With definite objectives, you work consciously towards achieving them. Financial goals significantly influence your daily actions. You won’t spend cash impulsively while you have bigger plans in mind. It’d help to write your goals down on paper, so you can keep them in mind and stay committed.

3. Set a budget

After defining your goals, set your budget. A financial budget lists your income and expenses. Remember to include income from all your revenue-generating projects, including salary, bonuses, and business profits.

For expenses, specify how much you intend to spend on food, transport, taxes, insurance, entertainment, kids’ education, clothes, rent, utility bills, etc.

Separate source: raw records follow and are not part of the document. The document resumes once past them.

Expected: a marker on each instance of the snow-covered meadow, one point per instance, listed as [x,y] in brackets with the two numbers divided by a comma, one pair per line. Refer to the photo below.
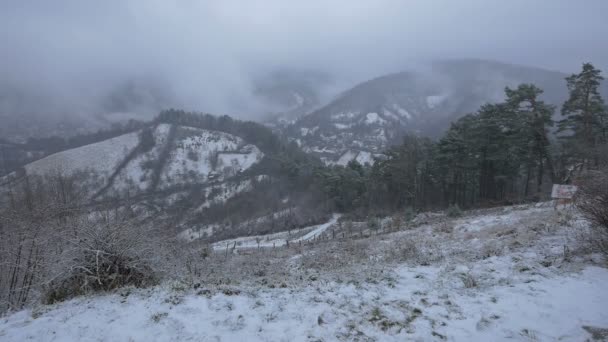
[514,273]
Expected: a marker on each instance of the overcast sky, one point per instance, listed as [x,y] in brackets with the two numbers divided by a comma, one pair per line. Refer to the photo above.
[205,52]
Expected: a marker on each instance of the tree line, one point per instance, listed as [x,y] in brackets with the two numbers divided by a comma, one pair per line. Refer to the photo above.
[506,152]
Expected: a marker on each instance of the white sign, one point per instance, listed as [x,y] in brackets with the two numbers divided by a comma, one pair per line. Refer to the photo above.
[563,191]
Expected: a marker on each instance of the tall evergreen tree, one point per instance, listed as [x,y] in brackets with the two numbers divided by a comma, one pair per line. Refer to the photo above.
[585,115]
[535,117]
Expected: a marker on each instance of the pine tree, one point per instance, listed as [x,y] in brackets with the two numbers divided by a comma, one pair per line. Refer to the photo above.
[535,118]
[585,115]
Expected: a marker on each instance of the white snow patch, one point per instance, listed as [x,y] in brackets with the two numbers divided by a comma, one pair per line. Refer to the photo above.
[435,100]
[372,118]
[402,111]
[277,239]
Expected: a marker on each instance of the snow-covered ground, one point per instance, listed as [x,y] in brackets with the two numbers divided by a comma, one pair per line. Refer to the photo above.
[511,274]
[277,239]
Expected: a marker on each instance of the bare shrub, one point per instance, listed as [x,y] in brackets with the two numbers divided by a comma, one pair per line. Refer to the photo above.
[105,252]
[592,201]
[54,244]
[453,211]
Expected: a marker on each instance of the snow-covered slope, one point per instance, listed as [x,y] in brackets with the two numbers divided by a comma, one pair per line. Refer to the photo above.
[499,275]
[376,113]
[177,156]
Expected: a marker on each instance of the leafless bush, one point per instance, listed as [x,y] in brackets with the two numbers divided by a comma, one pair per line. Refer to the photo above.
[592,201]
[106,251]
[55,244]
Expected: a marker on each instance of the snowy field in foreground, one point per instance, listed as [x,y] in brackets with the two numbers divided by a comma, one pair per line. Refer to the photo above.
[529,292]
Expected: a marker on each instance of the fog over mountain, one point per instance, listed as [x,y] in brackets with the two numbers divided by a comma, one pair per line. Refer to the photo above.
[85,59]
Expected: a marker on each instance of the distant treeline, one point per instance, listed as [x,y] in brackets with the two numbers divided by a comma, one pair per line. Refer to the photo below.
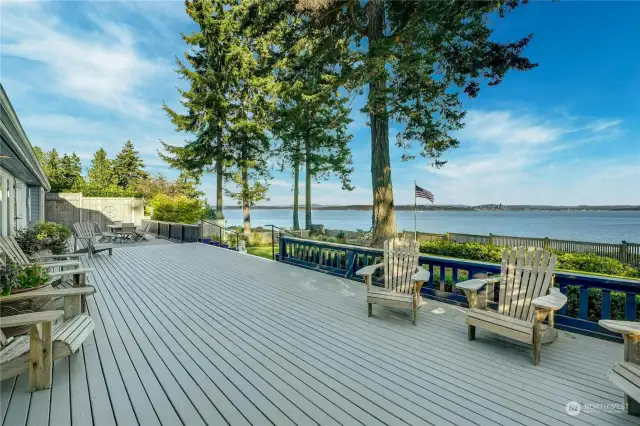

Ensure your expenses don’t exceed your income. Otherwise, you might rack up debt.

An excellent approach is to live within your means. Avoid buying material things you can’t afford and save up for large purchases, such as a new TV. Create an emergency fund too. An emergency fund of three to six months is advisable, but you can begin with USD$100 to USD$200 for minor emergencies.

4. Save for retirement

By age 40, you should have set aside three times your annual salary. If you earn USD$100,000 yearly, you should have USD$300,000 in your retirement savings account. If you haven’t hit this mark yet, it’s best to exert more effort into saving for retirement.

A happy couple sharing an iPad in their living room

5. Get insurance

As the world is riddled with numerous risks, you’d want to get insurance coverage to protect yourself and your loved ones. Some essential policies you should have are:

  • Long-term disability insurance
  • Life insurance
  • Automobile insurance
  • Health insurance
  • Homeowner’s insurance

Through small monthly premium payments, you can cushion yourself against financial incapacitation upon the occurrence of insured risks.


You must get rid of unhealthy habits as you enter your 40s. The following are don’ts of financial planning.

1. Don’t spend without tracking

Not a lot of people track their expenses. A recent survey revealed that 65% of Americans have no idea how much they spent in the last month. It’s a detrimental habit.

Tracking your expenses might seem a tedious undertaking, but it’s actually a worthwhile and convenient one. You can now do it with a mobile app.

Keeping track of your expenses helps you maintain financial control. You know how much you have in your bank account and how much you can spend.

Tracking your spending also helps you see your progress to reach your goals. If your goal is to save USD$30,000 in a year and you monitor your expenses daily, you can reward yourself for all the small wins you have along the way. For instance, you can cook at home instead of dining at an expensive restaurant.

Another advantage of tracking your expenses is discovering ways to save more money. You might stumble across unnecessary expenses like forgotten online subscriptions. Once you eliminate wasteful expenses, you can put that money into savings.

2. Don’t make saving the least priority

Don’t list saving as the last item on your list of priorities. Treat it as your chief expense with the same earnestness you accord your mortgage or utility bills. If you get into the habit of saving whatever is left over by the end of the month, you may go for months without saving a single penny. So, make saving a top priority instead of taking it as an afterthought.


It’s never too early to start planning for a secure financial future. Financial planning is pretty much simple—you just need to stay on budget and track your everyday expenses. You can always consult a financial advisor who can guide you through the planning process.